Rücker Christoph, Scarsi Marco, Meringer Markus
Biocenter, University of Basel, Klingelbergstrasse 50-70, CH-4056 Basel, Switzerland.
Bioorg Med Chem. 2006 Aug 1;14(15):5178-95. doi: 10.1016/j.bmc.2006.04.005. Epub 2006 May 2.

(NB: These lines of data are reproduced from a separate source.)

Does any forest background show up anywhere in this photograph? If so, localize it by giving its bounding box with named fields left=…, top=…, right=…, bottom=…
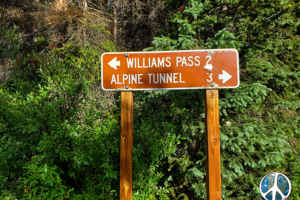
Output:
left=0, top=0, right=300, bottom=200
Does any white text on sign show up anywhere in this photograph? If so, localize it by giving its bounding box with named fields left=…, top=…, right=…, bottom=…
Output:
left=110, top=73, right=185, bottom=84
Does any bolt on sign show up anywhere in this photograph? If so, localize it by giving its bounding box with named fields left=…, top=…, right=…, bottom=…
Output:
left=101, top=49, right=240, bottom=91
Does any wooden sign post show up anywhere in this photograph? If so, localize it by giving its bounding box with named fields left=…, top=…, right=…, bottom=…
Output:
left=120, top=92, right=133, bottom=200
left=101, top=49, right=240, bottom=200
left=205, top=90, right=222, bottom=200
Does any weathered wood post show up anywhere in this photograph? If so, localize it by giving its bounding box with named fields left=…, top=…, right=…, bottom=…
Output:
left=120, top=92, right=133, bottom=200
left=205, top=90, right=222, bottom=200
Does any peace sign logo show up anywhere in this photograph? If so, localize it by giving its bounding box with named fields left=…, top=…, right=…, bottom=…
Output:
left=259, top=172, right=292, bottom=200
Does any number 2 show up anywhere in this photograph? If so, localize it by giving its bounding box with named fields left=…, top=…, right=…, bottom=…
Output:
left=205, top=56, right=211, bottom=65
left=206, top=73, right=212, bottom=83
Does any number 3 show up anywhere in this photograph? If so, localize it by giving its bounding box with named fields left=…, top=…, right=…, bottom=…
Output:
left=206, top=73, right=212, bottom=83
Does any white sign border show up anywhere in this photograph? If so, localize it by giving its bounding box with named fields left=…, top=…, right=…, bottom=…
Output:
left=101, top=49, right=240, bottom=91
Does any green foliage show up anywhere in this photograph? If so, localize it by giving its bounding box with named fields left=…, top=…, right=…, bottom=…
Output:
left=145, top=0, right=300, bottom=199
left=0, top=0, right=300, bottom=200
left=0, top=40, right=119, bottom=199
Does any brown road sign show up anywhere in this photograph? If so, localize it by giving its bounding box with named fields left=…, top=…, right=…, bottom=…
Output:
left=101, top=49, right=240, bottom=90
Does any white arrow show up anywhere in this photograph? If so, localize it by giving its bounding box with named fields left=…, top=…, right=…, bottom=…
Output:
left=219, top=70, right=232, bottom=83
left=108, top=57, right=121, bottom=70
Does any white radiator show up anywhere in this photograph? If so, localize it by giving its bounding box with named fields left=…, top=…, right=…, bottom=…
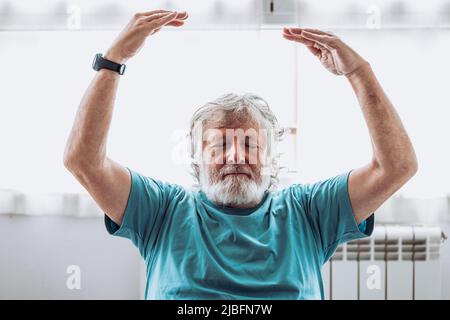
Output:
left=322, top=225, right=442, bottom=300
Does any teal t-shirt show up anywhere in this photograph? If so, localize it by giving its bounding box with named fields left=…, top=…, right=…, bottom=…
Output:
left=105, top=168, right=374, bottom=300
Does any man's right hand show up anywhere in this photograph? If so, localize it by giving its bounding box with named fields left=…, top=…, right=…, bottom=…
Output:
left=105, top=10, right=188, bottom=63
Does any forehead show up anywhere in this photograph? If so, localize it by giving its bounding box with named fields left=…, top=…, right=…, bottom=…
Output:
left=203, top=111, right=261, bottom=133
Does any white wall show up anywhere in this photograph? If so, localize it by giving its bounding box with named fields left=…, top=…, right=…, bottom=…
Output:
left=0, top=215, right=143, bottom=299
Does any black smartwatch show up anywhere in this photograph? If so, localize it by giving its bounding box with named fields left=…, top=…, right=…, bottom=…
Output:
left=92, top=53, right=125, bottom=75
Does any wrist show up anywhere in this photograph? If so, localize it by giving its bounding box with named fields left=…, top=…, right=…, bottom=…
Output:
left=103, top=50, right=126, bottom=64
left=345, top=60, right=372, bottom=81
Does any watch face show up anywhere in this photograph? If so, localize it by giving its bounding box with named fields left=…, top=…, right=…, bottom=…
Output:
left=92, top=53, right=101, bottom=71
left=119, top=64, right=125, bottom=75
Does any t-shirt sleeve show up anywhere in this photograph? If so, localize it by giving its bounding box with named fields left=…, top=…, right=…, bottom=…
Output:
left=295, top=170, right=374, bottom=263
left=105, top=168, right=179, bottom=258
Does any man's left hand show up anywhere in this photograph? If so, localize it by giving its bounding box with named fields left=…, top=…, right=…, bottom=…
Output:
left=283, top=28, right=368, bottom=76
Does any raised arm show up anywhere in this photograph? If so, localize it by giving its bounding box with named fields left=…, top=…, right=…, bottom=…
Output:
left=283, top=28, right=418, bottom=223
left=64, top=10, right=188, bottom=225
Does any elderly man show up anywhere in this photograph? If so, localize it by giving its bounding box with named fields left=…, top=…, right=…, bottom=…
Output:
left=64, top=10, right=417, bottom=299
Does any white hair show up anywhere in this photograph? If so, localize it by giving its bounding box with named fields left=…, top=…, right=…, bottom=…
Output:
left=189, top=93, right=284, bottom=190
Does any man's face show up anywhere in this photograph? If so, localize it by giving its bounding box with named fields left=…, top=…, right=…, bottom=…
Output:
left=200, top=114, right=270, bottom=208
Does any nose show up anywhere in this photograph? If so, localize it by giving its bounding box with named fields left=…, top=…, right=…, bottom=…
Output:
left=225, top=136, right=245, bottom=164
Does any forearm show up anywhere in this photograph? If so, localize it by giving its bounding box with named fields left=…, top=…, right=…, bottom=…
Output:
left=64, top=69, right=120, bottom=168
left=347, top=64, right=417, bottom=175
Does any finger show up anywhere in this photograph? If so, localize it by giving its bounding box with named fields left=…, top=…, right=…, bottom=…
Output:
left=150, top=12, right=177, bottom=27
left=136, top=10, right=172, bottom=17
left=312, top=42, right=330, bottom=51
left=283, top=31, right=314, bottom=46
left=145, top=11, right=189, bottom=22
left=302, top=30, right=334, bottom=47
left=303, top=28, right=334, bottom=37
left=166, top=20, right=184, bottom=27
left=146, top=11, right=177, bottom=22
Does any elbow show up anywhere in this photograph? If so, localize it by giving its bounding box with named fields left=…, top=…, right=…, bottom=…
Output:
left=383, top=155, right=419, bottom=185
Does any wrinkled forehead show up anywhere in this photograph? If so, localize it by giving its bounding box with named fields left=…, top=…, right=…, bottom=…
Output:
left=203, top=110, right=262, bottom=130
left=203, top=111, right=268, bottom=146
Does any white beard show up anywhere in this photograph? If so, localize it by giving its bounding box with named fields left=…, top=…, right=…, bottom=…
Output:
left=200, top=168, right=270, bottom=208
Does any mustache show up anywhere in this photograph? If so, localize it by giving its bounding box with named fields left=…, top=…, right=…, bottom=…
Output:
left=219, top=165, right=253, bottom=177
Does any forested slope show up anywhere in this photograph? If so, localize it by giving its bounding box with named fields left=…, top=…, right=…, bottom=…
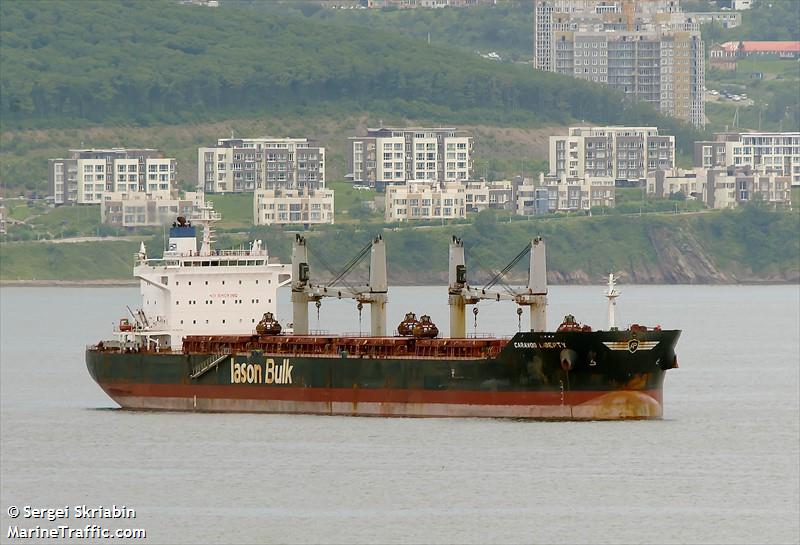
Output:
left=0, top=205, right=800, bottom=285
left=0, top=0, right=694, bottom=149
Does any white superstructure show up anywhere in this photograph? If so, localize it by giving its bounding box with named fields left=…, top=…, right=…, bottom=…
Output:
left=120, top=202, right=291, bottom=349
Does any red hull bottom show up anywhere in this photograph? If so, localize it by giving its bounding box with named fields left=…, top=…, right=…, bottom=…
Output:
left=98, top=385, right=662, bottom=420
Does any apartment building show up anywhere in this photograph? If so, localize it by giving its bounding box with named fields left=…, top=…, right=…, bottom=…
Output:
left=686, top=11, right=742, bottom=28
left=347, top=127, right=472, bottom=190
left=100, top=192, right=203, bottom=227
left=539, top=173, right=616, bottom=212
left=253, top=189, right=334, bottom=225
left=48, top=148, right=177, bottom=205
left=647, top=165, right=792, bottom=208
left=197, top=137, right=325, bottom=193
left=549, top=126, right=675, bottom=185
left=694, top=132, right=800, bottom=186
left=534, top=0, right=705, bottom=126
left=385, top=180, right=467, bottom=222
left=464, top=180, right=514, bottom=214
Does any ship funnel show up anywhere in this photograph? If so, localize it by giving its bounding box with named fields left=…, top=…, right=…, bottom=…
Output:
left=528, top=237, right=547, bottom=331
left=167, top=217, right=197, bottom=255
left=447, top=236, right=467, bottom=339
left=369, top=235, right=389, bottom=337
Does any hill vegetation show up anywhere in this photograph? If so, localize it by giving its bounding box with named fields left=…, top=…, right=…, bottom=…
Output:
left=0, top=205, right=800, bottom=284
left=0, top=0, right=693, bottom=132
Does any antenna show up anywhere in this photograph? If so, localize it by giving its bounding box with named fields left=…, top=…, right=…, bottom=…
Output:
left=605, top=273, right=622, bottom=331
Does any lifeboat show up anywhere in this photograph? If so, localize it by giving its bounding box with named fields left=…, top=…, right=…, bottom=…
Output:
left=413, top=314, right=439, bottom=339
left=397, top=312, right=419, bottom=337
left=119, top=318, right=133, bottom=331
left=256, top=312, right=282, bottom=335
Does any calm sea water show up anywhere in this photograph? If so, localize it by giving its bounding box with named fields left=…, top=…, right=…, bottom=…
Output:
left=0, top=286, right=800, bottom=543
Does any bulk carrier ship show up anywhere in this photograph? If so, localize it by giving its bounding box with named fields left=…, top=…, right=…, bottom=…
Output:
left=86, top=203, right=680, bottom=420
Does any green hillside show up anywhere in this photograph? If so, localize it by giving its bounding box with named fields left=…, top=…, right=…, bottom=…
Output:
left=0, top=0, right=690, bottom=130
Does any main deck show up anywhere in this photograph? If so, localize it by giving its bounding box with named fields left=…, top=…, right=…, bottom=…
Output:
left=183, top=335, right=509, bottom=359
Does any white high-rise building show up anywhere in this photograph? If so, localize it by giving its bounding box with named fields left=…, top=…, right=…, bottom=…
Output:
left=694, top=132, right=800, bottom=186
left=348, top=127, right=472, bottom=189
left=549, top=126, right=675, bottom=184
left=197, top=137, right=325, bottom=193
left=48, top=148, right=177, bottom=204
left=534, top=0, right=705, bottom=126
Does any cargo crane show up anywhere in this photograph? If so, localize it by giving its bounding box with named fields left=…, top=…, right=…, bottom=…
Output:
left=448, top=236, right=547, bottom=338
left=292, top=235, right=389, bottom=337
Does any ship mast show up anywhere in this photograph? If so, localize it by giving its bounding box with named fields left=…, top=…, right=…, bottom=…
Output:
left=448, top=236, right=547, bottom=338
left=193, top=201, right=221, bottom=256
left=605, top=273, right=622, bottom=330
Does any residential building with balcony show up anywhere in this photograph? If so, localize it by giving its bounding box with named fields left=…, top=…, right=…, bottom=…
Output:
left=647, top=165, right=792, bottom=209
left=385, top=180, right=467, bottom=223
left=100, top=192, right=203, bottom=227
left=538, top=173, right=616, bottom=212
left=347, top=127, right=472, bottom=190
left=549, top=126, right=675, bottom=186
left=197, top=137, right=325, bottom=193
left=534, top=0, right=705, bottom=126
left=694, top=132, right=800, bottom=186
left=48, top=148, right=177, bottom=205
left=253, top=189, right=334, bottom=225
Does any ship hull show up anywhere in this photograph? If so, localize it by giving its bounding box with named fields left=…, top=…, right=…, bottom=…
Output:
left=86, top=331, right=679, bottom=420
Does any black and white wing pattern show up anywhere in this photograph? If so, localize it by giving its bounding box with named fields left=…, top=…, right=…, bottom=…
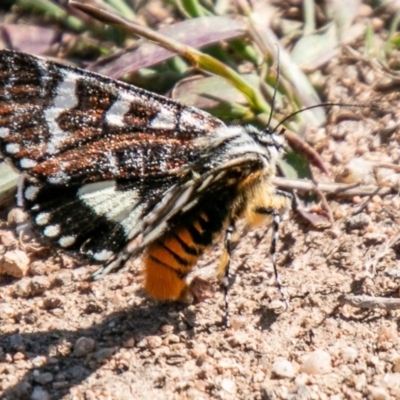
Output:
left=0, top=50, right=279, bottom=263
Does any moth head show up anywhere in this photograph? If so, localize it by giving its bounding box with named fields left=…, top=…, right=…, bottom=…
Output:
left=246, top=125, right=285, bottom=153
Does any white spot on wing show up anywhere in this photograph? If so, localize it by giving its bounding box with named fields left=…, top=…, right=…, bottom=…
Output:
left=0, top=127, right=10, bottom=139
left=16, top=175, right=25, bottom=207
left=150, top=109, right=176, bottom=129
left=47, top=170, right=69, bottom=185
left=179, top=107, right=200, bottom=127
left=78, top=181, right=140, bottom=227
left=105, top=93, right=137, bottom=126
left=19, top=158, right=37, bottom=169
left=78, top=181, right=115, bottom=197
left=5, top=143, right=21, bottom=154
left=106, top=151, right=119, bottom=176
left=43, top=224, right=61, bottom=237
left=43, top=71, right=79, bottom=154
left=93, top=250, right=114, bottom=261
left=35, top=212, right=50, bottom=225
left=58, top=235, right=76, bottom=247
left=24, top=186, right=40, bottom=201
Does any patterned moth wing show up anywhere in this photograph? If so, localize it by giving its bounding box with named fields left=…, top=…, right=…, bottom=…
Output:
left=0, top=51, right=223, bottom=261
left=0, top=50, right=288, bottom=308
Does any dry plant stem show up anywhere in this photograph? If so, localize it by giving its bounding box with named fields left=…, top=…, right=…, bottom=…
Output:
left=339, top=295, right=400, bottom=311
left=69, top=1, right=271, bottom=114
left=364, top=232, right=400, bottom=276
left=371, top=162, right=400, bottom=172
left=312, top=180, right=335, bottom=226
left=272, top=177, right=393, bottom=197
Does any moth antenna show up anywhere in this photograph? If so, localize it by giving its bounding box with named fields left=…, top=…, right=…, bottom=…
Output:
left=267, top=103, right=385, bottom=132
left=222, top=223, right=235, bottom=328
left=269, top=210, right=289, bottom=308
left=267, top=45, right=281, bottom=129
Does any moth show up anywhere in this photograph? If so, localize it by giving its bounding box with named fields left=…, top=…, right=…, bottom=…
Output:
left=0, top=50, right=290, bottom=325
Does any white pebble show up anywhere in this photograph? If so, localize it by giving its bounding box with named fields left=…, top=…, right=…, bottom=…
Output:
left=341, top=346, right=358, bottom=363
left=301, top=350, right=332, bottom=375
left=271, top=358, right=294, bottom=379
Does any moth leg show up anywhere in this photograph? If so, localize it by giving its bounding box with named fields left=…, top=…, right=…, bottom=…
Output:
left=218, top=222, right=235, bottom=328
left=254, top=207, right=289, bottom=308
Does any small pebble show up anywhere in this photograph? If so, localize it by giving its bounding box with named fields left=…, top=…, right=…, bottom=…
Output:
left=31, top=276, right=51, bottom=296
left=72, top=336, right=96, bottom=357
left=32, top=371, right=54, bottom=385
left=221, top=378, right=236, bottom=394
left=94, top=347, right=118, bottom=361
left=0, top=250, right=29, bottom=278
left=301, top=350, right=332, bottom=375
left=30, top=386, right=50, bottom=400
left=345, top=213, right=372, bottom=230
left=341, top=346, right=358, bottom=363
left=144, top=336, right=162, bottom=349
left=369, top=387, right=390, bottom=400
left=271, top=358, right=294, bottom=379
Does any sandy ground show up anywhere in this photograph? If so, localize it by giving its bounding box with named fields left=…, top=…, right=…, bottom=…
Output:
left=0, top=7, right=400, bottom=400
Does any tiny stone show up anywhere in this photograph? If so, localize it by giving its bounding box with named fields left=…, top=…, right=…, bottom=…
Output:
left=301, top=350, right=332, bottom=375
left=14, top=278, right=31, bottom=297
left=221, top=378, right=236, bottom=394
left=370, top=387, right=390, bottom=400
left=31, top=276, right=51, bottom=296
left=94, top=347, right=118, bottom=361
left=32, top=356, right=47, bottom=368
left=0, top=250, right=29, bottom=278
left=7, top=208, right=28, bottom=225
left=178, top=322, right=187, bottom=331
left=382, top=372, right=400, bottom=392
left=123, top=338, right=135, bottom=349
left=341, top=346, right=358, bottom=363
left=160, top=325, right=174, bottom=333
left=0, top=231, right=18, bottom=248
left=167, top=333, right=181, bottom=343
left=13, top=351, right=25, bottom=361
left=0, top=303, right=15, bottom=319
left=345, top=213, right=372, bottom=230
left=145, top=336, right=162, bottom=349
left=33, top=372, right=54, bottom=385
left=393, top=356, right=400, bottom=373
left=30, top=386, right=50, bottom=400
left=72, top=336, right=96, bottom=357
left=271, top=358, right=294, bottom=379
left=43, top=297, right=61, bottom=310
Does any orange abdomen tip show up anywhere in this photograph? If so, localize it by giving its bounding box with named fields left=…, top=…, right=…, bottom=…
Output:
left=144, top=229, right=199, bottom=300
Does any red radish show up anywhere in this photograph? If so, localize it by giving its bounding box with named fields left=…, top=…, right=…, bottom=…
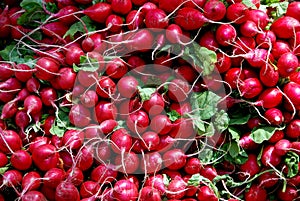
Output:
left=113, top=179, right=138, bottom=201
left=139, top=186, right=162, bottom=201
left=245, top=184, right=267, bottom=201
left=79, top=181, right=100, bottom=198
left=62, top=129, right=84, bottom=149
left=285, top=119, right=300, bottom=139
left=0, top=152, right=8, bottom=168
left=111, top=0, right=132, bottom=15
left=43, top=168, right=66, bottom=189
left=66, top=167, right=84, bottom=187
left=21, top=191, right=47, bottom=201
left=22, top=171, right=42, bottom=191
left=35, top=57, right=59, bottom=81
left=105, top=14, right=123, bottom=33
left=91, top=164, right=118, bottom=184
left=216, top=24, right=237, bottom=46
left=69, top=104, right=91, bottom=127
left=83, top=2, right=112, bottom=23
left=2, top=169, right=23, bottom=187
left=277, top=52, right=299, bottom=77
left=174, top=7, right=208, bottom=31
left=140, top=152, right=163, bottom=174
left=10, top=150, right=32, bottom=170
left=80, top=90, right=99, bottom=108
left=117, top=76, right=138, bottom=98
left=274, top=139, right=292, bottom=156
left=277, top=185, right=299, bottom=201
left=271, top=16, right=300, bottom=39
left=166, top=176, right=187, bottom=199
left=239, top=78, right=263, bottom=98
left=55, top=182, right=80, bottom=201
left=32, top=144, right=59, bottom=171
left=95, top=100, right=117, bottom=123
left=226, top=2, right=248, bottom=24
left=203, top=0, right=226, bottom=21
left=114, top=152, right=140, bottom=174
left=96, top=76, right=116, bottom=98
left=256, top=88, right=282, bottom=108
left=150, top=114, right=172, bottom=135
left=197, top=186, right=218, bottom=201
left=163, top=149, right=187, bottom=170
left=0, top=129, right=22, bottom=154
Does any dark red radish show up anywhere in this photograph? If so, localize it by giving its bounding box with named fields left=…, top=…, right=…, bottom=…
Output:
left=43, top=167, right=66, bottom=189
left=76, top=146, right=94, bottom=171
left=95, top=100, right=117, bottom=123
left=117, top=76, right=139, bottom=98
left=10, top=150, right=32, bottom=171
left=139, top=186, right=162, bottom=201
left=69, top=104, right=92, bottom=127
left=21, top=190, right=47, bottom=201
left=245, top=184, right=267, bottom=201
left=255, top=88, right=282, bottom=108
left=2, top=169, right=23, bottom=187
left=62, top=129, right=84, bottom=149
left=55, top=67, right=77, bottom=91
left=140, top=152, right=163, bottom=174
left=35, top=57, right=60, bottom=81
left=0, top=101, right=18, bottom=119
left=261, top=145, right=281, bottom=167
left=0, top=152, right=8, bottom=168
left=285, top=119, right=300, bottom=139
left=22, top=171, right=42, bottom=191
left=150, top=114, right=172, bottom=135
left=0, top=129, right=22, bottom=154
left=80, top=90, right=99, bottom=108
left=55, top=181, right=80, bottom=201
left=277, top=185, right=299, bottom=201
left=277, top=52, right=299, bottom=77
left=226, top=2, right=248, bottom=24
left=83, top=2, right=112, bottom=23
left=90, top=164, right=118, bottom=184
left=239, top=78, right=263, bottom=98
left=96, top=76, right=116, bottom=98
left=114, top=151, right=140, bottom=174
left=65, top=167, right=84, bottom=187
left=216, top=24, right=237, bottom=46
left=197, top=186, right=218, bottom=201
left=79, top=181, right=100, bottom=198
left=32, top=144, right=59, bottom=172
left=174, top=7, right=208, bottom=31
left=203, top=0, right=226, bottom=21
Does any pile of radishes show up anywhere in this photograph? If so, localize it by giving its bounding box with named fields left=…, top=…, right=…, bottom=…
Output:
left=0, top=0, right=300, bottom=201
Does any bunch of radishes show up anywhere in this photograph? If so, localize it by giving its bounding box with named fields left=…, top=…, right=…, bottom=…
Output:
left=0, top=0, right=300, bottom=201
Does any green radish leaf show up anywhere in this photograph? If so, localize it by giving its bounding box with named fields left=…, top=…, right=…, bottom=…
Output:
left=167, top=110, right=181, bottom=121
left=284, top=151, right=300, bottom=178
left=138, top=86, right=157, bottom=102
left=250, top=126, right=278, bottom=144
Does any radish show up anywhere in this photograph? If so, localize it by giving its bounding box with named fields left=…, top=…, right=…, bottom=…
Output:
left=174, top=7, right=208, bottom=31
left=32, top=144, right=59, bottom=172
left=22, top=171, right=42, bottom=191
left=10, top=150, right=32, bottom=170
left=55, top=182, right=80, bottom=201
left=203, top=0, right=226, bottom=21
left=43, top=167, right=66, bottom=189
left=113, top=179, right=139, bottom=201
left=83, top=2, right=112, bottom=23
left=197, top=186, right=218, bottom=201
left=21, top=191, right=47, bottom=201
left=139, top=186, right=162, bottom=201
left=271, top=16, right=300, bottom=39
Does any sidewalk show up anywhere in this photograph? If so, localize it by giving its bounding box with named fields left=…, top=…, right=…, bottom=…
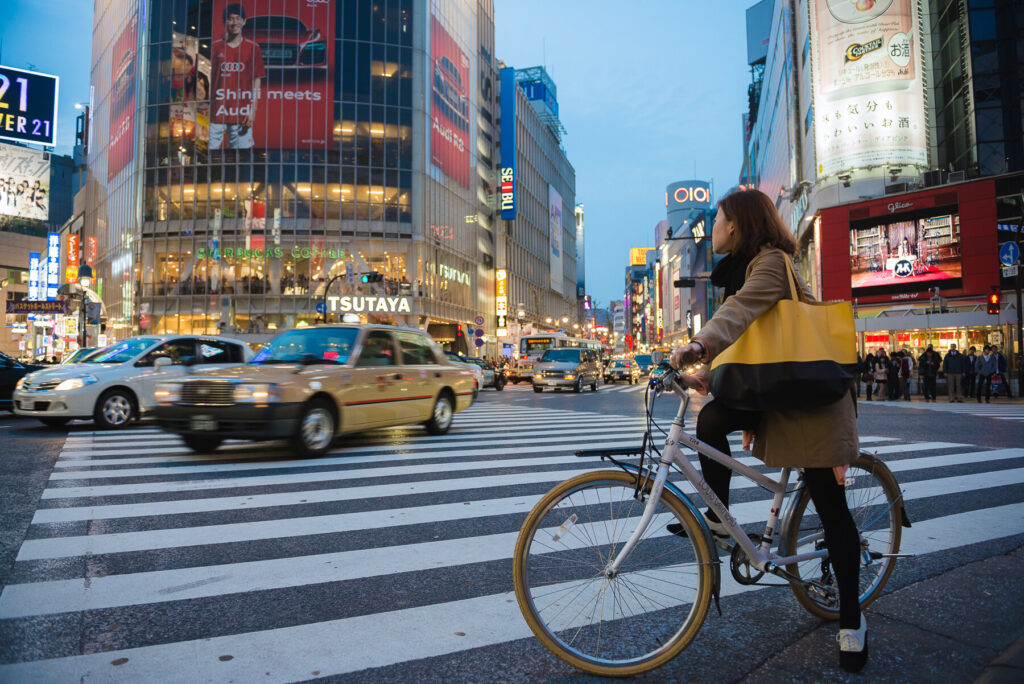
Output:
left=743, top=545, right=1024, bottom=684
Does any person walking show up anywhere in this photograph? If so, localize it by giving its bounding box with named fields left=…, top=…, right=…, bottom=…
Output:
left=975, top=344, right=998, bottom=403
left=964, top=347, right=978, bottom=396
left=918, top=345, right=942, bottom=401
left=942, top=344, right=964, bottom=401
left=670, top=189, right=867, bottom=672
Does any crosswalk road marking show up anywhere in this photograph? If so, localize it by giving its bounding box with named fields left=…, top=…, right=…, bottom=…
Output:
left=0, top=401, right=1024, bottom=682
left=898, top=399, right=1024, bottom=421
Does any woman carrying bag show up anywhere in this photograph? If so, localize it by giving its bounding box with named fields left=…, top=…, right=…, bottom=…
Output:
left=671, top=189, right=867, bottom=672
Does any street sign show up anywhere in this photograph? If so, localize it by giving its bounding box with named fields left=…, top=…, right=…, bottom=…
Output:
left=999, top=243, right=1021, bottom=266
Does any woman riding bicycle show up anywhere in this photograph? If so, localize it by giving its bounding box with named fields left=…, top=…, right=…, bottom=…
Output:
left=670, top=189, right=867, bottom=672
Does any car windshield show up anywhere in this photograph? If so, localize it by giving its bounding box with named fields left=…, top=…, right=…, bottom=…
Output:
left=541, top=349, right=581, bottom=364
left=251, top=328, right=359, bottom=365
left=79, top=337, right=160, bottom=364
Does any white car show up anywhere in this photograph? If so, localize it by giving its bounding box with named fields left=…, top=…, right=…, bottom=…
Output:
left=11, top=335, right=253, bottom=429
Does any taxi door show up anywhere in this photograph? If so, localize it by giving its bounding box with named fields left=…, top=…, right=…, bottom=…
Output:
left=342, top=330, right=404, bottom=432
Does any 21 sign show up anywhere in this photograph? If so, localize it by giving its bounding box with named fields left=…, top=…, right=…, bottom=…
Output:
left=0, top=66, right=59, bottom=146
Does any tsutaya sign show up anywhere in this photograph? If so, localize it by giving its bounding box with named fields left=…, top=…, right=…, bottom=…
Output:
left=327, top=295, right=412, bottom=313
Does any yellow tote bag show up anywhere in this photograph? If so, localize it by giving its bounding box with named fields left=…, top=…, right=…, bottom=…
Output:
left=709, top=257, right=857, bottom=411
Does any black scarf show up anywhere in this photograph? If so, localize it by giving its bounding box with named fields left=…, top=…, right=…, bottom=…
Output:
left=711, top=254, right=754, bottom=299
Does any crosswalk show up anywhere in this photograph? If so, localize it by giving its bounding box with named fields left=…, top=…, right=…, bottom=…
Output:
left=0, top=403, right=1024, bottom=682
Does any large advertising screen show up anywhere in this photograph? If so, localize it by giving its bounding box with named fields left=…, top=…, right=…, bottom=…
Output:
left=548, top=185, right=562, bottom=294
left=209, top=0, right=335, bottom=153
left=808, top=0, right=928, bottom=178
left=0, top=143, right=50, bottom=221
left=0, top=66, right=59, bottom=146
left=430, top=16, right=470, bottom=188
left=106, top=14, right=138, bottom=181
left=850, top=214, right=963, bottom=297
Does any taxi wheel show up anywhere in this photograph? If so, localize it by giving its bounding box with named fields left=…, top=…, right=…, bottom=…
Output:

Multilinear QSAR models are developed for the largest and most diverse set of PPARgamma agonists treated hitherto. Binding of these small molecules to the human nuclear receptor PPARgamma is described by models that are built on simple 2D molecular descriptors and nevertheless are of good quality and predictive power (e.g., 144 compounds, 10 descriptors, r2=0.79, r2(cv)=0.76). The models presented are thoroughly validated by crossvalidation, randomization experiments, bootstrapping, and training set/test set partitioning. They may therefore be helpful in the design of new antidiabetic drug candidates. For gene transactivation, the functional activity of the agonists, a corresponding model for a similarly diverse compound set is of somewhat lower statistical quality.
针对迄今为止所处理的最大且最多样化的一组PPARγ激动剂,开发了多线性定量构效关系(QSAR)模型。这些小分子与人类核受体PPARγ的结合通过基于简单二维分子描述符构建的模型来描述,然而这些模型质量良好且具有预测能力(例如,144种化合物,10个描述符,r2 = 0.79,r2(cv)= 0.76)。所呈现的模型通过交叉验证、随机化实验、自抽样法以及训练集/测试集划分进行了全面验证。因此,它们可能有助于新型抗糖尿病候选药物的设计。对于激动剂的功能活性即基因反式激活,针对类似多样化化合物集的相应模型在统计质量上略低。